Verzweiflung und Panik krochen in mir hoch und meine Hände wurden eiskalt. ,,Du gehörst nicht hier her", sagte sie scharf und stiess mit ihrem Finger gegen meine Brust. Meine Hände krallten sich um meine Bücher, als wären sie ein Rettungsanker. Nach all den Jahren war ich immer noch nicht in der Lage, mich zu wehren. Lachend sah mich das brünette Mädchen an. ,,Niemand kommt und hilft dir.", höhnte sie und stiess mich mit einem heftigen Ruck. Ich stolperte nach hinten und landete unsanft auf dem Boden. Ein stechender Schmerz fuhr durch mein Handgelenk, das ich bereits einmal verletzt hatte, als ich versuchte, mich abzufangen.
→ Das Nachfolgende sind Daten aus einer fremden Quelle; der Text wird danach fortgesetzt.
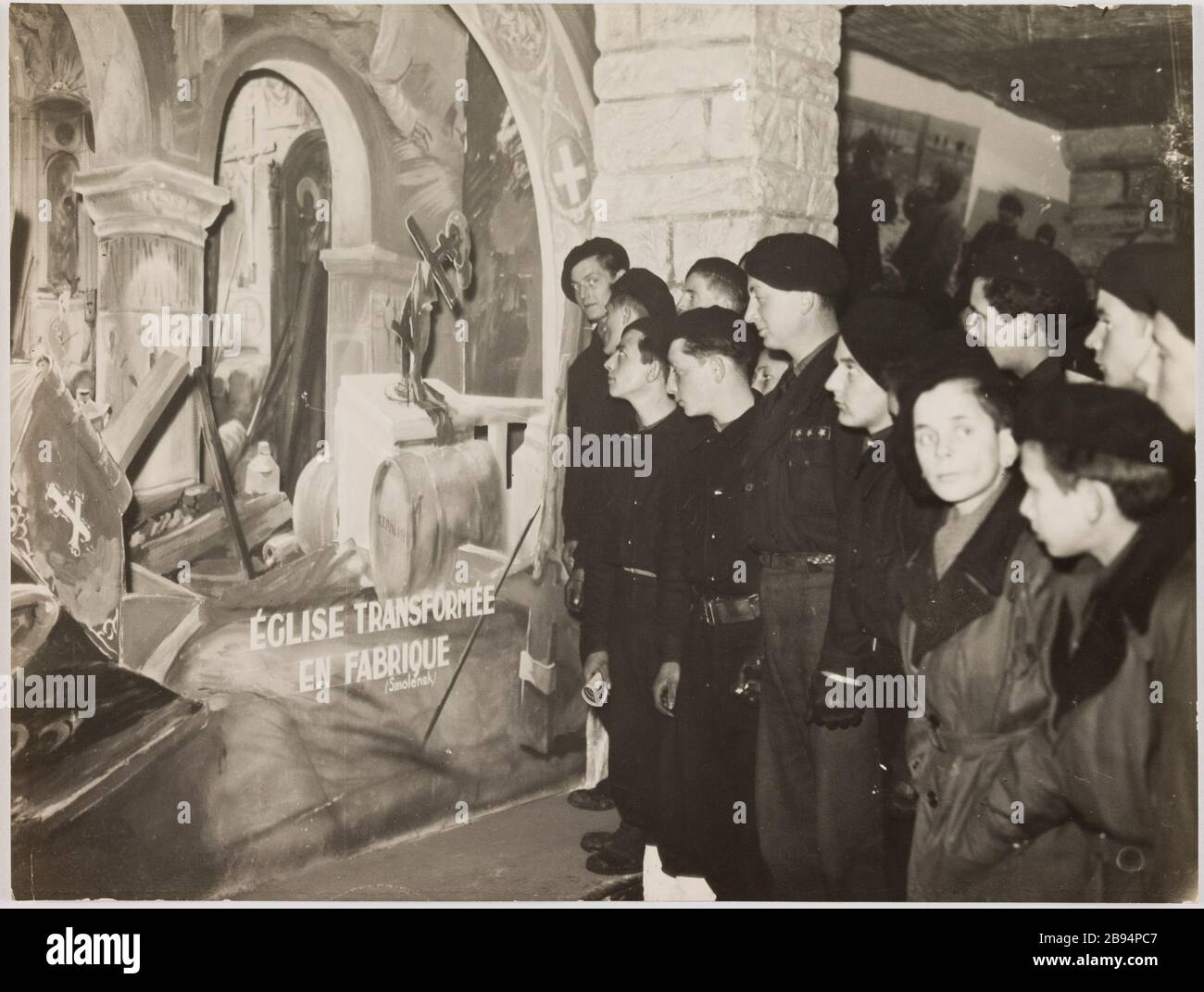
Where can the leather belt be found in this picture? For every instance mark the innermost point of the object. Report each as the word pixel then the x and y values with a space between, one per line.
pixel 811 561
pixel 717 610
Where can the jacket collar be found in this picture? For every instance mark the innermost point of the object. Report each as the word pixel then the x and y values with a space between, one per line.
pixel 790 397
pixel 973 584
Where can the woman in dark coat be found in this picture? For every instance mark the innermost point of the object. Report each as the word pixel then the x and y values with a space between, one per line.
pixel 973 598
pixel 1114 758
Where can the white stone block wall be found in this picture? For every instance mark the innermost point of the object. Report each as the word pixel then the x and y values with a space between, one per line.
pixel 685 167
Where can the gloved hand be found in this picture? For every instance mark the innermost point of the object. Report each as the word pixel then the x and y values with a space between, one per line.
pixel 574 593
pixel 827 689
pixel 665 687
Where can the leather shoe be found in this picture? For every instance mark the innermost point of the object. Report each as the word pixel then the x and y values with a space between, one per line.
pixel 594 799
pixel 595 840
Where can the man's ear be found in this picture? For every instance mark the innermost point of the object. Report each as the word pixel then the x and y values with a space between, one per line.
pixel 1008 448
pixel 1098 498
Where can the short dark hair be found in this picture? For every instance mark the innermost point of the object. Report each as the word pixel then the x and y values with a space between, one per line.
pixel 1014 296
pixel 645 292
pixel 1140 488
pixel 987 383
pixel 1010 203
pixel 610 256
pixel 655 334
pixel 711 332
pixel 726 278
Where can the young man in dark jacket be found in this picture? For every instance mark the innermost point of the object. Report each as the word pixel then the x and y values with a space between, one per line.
pixel 882 524
pixel 797 462
pixel 973 596
pixel 710 630
pixel 1111 764
pixel 621 623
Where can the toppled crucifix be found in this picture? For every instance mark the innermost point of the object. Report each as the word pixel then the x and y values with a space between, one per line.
pixel 432 282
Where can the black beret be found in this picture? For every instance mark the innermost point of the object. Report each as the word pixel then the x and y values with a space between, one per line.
pixel 944 365
pixel 1039 266
pixel 799 262
pixel 710 320
pixel 658 333
pixel 648 289
pixel 1148 278
pixel 884 332
pixel 596 247
pixel 1110 421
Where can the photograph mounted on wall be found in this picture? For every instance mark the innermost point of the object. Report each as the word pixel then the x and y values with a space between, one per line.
pixel 601 453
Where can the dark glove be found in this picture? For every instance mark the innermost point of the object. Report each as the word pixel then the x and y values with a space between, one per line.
pixel 826 715
pixel 574 593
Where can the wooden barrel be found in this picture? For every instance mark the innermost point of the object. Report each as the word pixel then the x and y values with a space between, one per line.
pixel 316 505
pixel 425 505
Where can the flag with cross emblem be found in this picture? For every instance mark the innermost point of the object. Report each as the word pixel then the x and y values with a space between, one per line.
pixel 67 497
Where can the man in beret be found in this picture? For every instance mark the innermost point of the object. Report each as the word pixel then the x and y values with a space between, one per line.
pixel 710 631
pixel 793 485
pixel 927 253
pixel 882 525
pixel 1112 762
pixel 638 293
pixel 1127 286
pixel 589 271
pixel 1027 306
pixel 1168 370
pixel 1006 228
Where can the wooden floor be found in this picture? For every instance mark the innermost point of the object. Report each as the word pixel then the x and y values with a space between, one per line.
pixel 528 852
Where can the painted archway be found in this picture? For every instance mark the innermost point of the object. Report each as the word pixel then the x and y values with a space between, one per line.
pixel 117 82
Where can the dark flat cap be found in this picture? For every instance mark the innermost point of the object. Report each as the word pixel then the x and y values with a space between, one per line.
pixel 1110 421
pixel 1039 266
pixel 885 332
pixel 613 254
pixel 799 262
pixel 1148 278
pixel 646 288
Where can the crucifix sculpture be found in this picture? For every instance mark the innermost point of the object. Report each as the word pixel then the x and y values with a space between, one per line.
pixel 430 282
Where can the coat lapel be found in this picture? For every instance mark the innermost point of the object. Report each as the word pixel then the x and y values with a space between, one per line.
pixel 784 410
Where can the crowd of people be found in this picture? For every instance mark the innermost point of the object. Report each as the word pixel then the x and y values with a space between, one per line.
pixel 903 607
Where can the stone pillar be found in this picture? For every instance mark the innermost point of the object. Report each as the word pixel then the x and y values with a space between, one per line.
pixel 368 288
pixel 1115 175
pixel 715 127
pixel 151 221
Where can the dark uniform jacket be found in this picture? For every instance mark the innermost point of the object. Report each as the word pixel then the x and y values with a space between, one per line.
pixel 625 531
pixel 589 407
pixel 791 465
pixel 703 548
pixel 1112 762
pixel 882 526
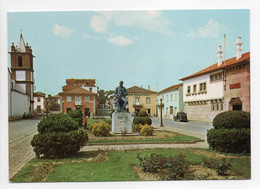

Die Bücher lagen verstreut um mich und ich strich mir die Haare aus dem Gesicht. Warum konnte ich nirgends einfach in Ruhe gelassen werden? Hämisches Lachen erklang, während ich mich zusammenriss und wieder aufstand, die Bücher noch immer am Boden liegend. Mein Blick glitt durch die Menschenmasse und ich sah, wie einige ihr Handy gezückt hatten. Wie früher. Du bist nichts wert. Schau dich an. Ich hörte, wie einige leise lachten. ,,Hast du nichts zusagen?", fragte sie provokativ. Unsicher blickte ich auf und sah, wie sich ihre Mädchengruppe um mich versammelte. ,,Ich wollte dich nicht verletzen", sagte ich leise. Die Entschuldigung kam über meine Lippen, als wäre es das Normalste der Welt. Eine Entschuldigung, die nicht von meiner Seite kommen sollte, und doch entschuldigte ich mich. ,,DU hast das extra gemacht. Am besten gehst du und tauchst gar nicht mehr auf. Es wäre besser für uns alle", rief sie hysterisch und ich blickte auf den Fussboden.